New York's highest court recently held that additional insureds may be precluded from obtaining insurance coverage if the named insured misrepresented its business operations during the underwriting process.
In Admiral Insurance Co. v. Joy Contractors, Inc., __ N.Y.3d __, 2012 NY Slip Op 4670 (June 12, 2012), the Court of Appeals considered whether additional insured coverage extends to other parties when the policyholder, Joy Contractors, Inc. ("Joy"), allegedly indicated in its underwriting submission that it specialized in drywall installation and did not perform work above two stories in height other than drywall interior work. However, at the time of the loss, Joy was acting as the structural concrete contractor performing work on a high-rise building's entire exterior with the use of a tower crane. The crane collapsed and killed seven people, injured dozens, damaged several buildings, and destroyed one.
Admiral Insurance Company ("Admiral") was the excess insurer for Joy and brought a declaratory judgment action against Joy, as well as the building's owners and developers, the general contractor and the crane's lessor, all of whom were seeking additional insured coverage under the Admiral policy. Admiral had denied coverage for the loss based upon an exclusion for "residential construction activities" and also because of alleged misrepresentations made by Joy in its underwriting submission. In addition to arguing that the "residential construction activities" exclusion was ambiguous, the purported additional insureds claimed that they could not be bound by the named insured's alleged misrepresentations because their claim for additional insured coverage was separate and distinct from the named insured's claim.
In reviewing whether the additional insureds were bound by the named insured's alleged misrepresentations, the Court distinguished several lower court decisions which held that additional insureds are not bound by such misrepresentations. For example, in BMW Fin. Servs. NA, Inc. v. Hassan, 273 A.D.2d 428 (2d Dep't 2000) and Lufthansa Cargo, AG v. New York Mar. & Gen. Ins. Co., 40 A.D.3d 444 (1st Dep't 2007), the courts held that the additional insureds were not bound by the named insured's wrongdoing. Significantly, however, the Court of Appeals noted that in those cases, the additional insureds were specifically named on the policy along with the policyholder, which provided the insurers with the opportunity to evaluate the risks for which coverage was being sought. However, the purported additional insureds were not listed on the Admiral policy.
The Court of Appeals also distinguished the decisions in Morgan v. Greater New York Taxpayers Mut. Ins. Ass'n, 305 N.Y. 243 (1953) and Greaves v. Public Service Mut. Ins.
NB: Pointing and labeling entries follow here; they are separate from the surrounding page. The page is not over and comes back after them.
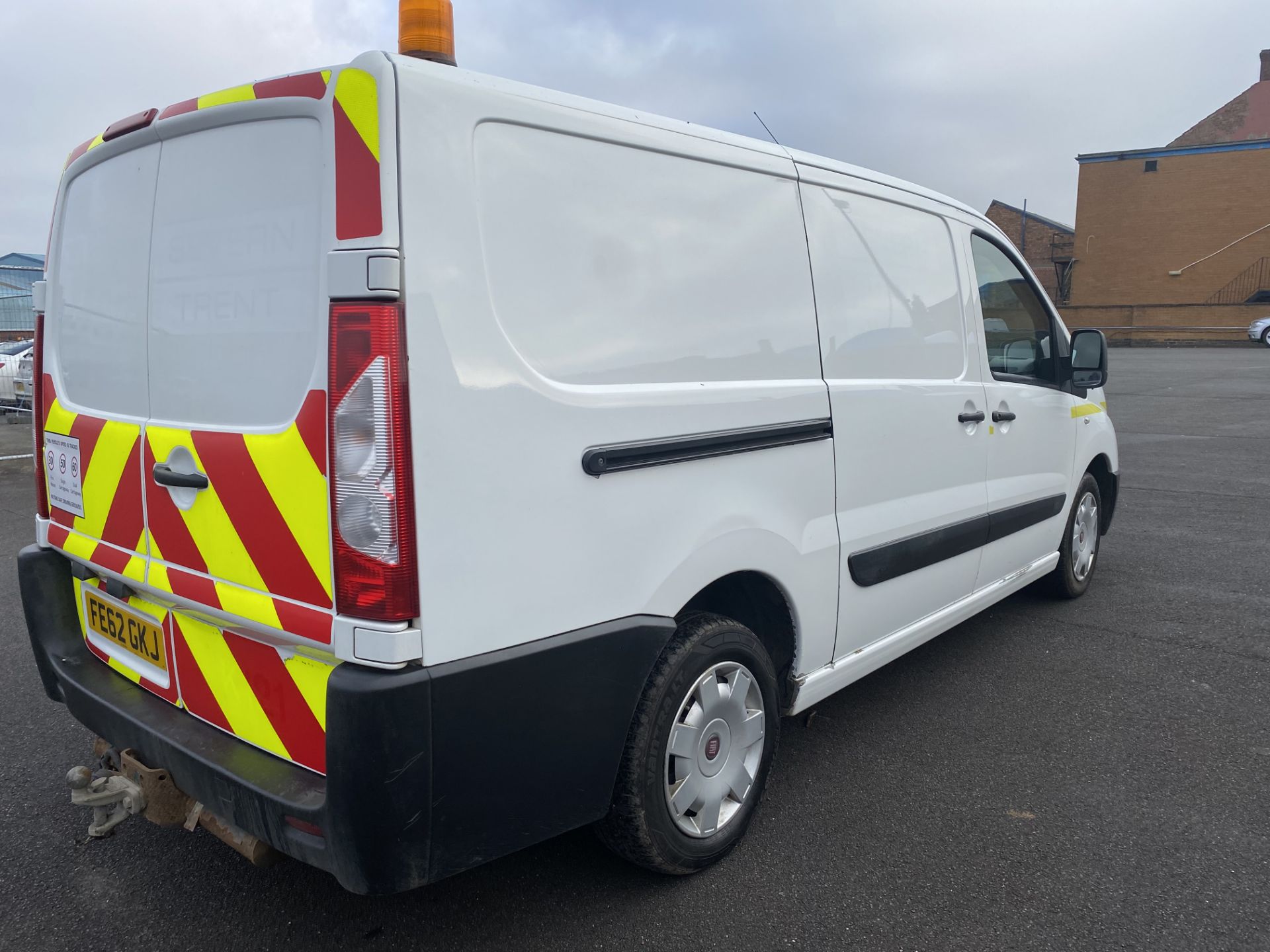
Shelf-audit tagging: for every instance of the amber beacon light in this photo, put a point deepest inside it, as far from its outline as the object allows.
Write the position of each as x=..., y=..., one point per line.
x=426, y=28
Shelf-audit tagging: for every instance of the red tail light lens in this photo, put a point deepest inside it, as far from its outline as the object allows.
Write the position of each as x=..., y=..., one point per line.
x=37, y=414
x=371, y=475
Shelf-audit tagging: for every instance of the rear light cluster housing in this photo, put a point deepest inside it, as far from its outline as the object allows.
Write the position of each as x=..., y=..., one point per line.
x=371, y=485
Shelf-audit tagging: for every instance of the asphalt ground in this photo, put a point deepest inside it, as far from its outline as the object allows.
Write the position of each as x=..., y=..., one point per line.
x=1047, y=776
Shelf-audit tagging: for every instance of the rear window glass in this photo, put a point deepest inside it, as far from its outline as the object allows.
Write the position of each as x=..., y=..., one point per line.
x=99, y=284
x=237, y=324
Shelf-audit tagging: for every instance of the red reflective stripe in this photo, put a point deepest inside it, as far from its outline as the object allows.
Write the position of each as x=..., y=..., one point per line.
x=281, y=701
x=312, y=424
x=193, y=686
x=357, y=183
x=50, y=395
x=186, y=106
x=255, y=517
x=125, y=522
x=305, y=84
x=305, y=622
x=196, y=588
x=172, y=535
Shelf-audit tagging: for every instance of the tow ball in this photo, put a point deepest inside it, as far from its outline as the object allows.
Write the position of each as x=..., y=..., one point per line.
x=124, y=786
x=112, y=797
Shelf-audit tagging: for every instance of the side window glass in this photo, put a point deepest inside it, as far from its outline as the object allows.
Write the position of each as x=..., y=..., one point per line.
x=1016, y=325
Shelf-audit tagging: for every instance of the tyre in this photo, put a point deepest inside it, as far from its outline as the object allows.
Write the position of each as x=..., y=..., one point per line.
x=698, y=750
x=1078, y=555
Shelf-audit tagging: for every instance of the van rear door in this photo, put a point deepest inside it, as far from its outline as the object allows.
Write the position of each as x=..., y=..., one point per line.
x=190, y=281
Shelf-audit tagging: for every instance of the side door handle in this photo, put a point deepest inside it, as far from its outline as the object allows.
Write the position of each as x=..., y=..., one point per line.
x=167, y=476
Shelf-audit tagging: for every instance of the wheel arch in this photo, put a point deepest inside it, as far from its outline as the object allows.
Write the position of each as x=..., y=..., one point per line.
x=759, y=602
x=1109, y=488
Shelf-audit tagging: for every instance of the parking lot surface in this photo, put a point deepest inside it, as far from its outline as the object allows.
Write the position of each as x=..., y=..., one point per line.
x=1047, y=776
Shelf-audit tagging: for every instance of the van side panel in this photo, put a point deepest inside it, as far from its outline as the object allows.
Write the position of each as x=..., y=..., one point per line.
x=574, y=281
x=901, y=364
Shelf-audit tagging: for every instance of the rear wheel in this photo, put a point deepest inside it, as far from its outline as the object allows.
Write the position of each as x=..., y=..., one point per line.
x=1078, y=556
x=698, y=749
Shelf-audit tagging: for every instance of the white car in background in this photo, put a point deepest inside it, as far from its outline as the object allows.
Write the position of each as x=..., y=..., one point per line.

Co., 5 N.Y.2d 120 (1959), where the Court held that exclusions in a policy must be applied separately for the named insureds and for the additional insureds. As the Court of Appeals explained, in both of those decisions, there was no dispute that the policies were valid and effective, and the insurers were not seeking to rescind the policy based upon an alleged misrepresentation by the insured.
In light of the named insured's alleged misrepresentations, the Court held that it was improper to dismiss Admiral's causes of action for rescission and reformation against the purported additional insureds. The Court of Appeals' decision in this case is significant because additional insureds may be bound by any misrepresentations made by the named insured during the underwriting process, especially where, as here, the insurer had no opportunity to evaluate the significant additional exposure that the named insured was undertaking.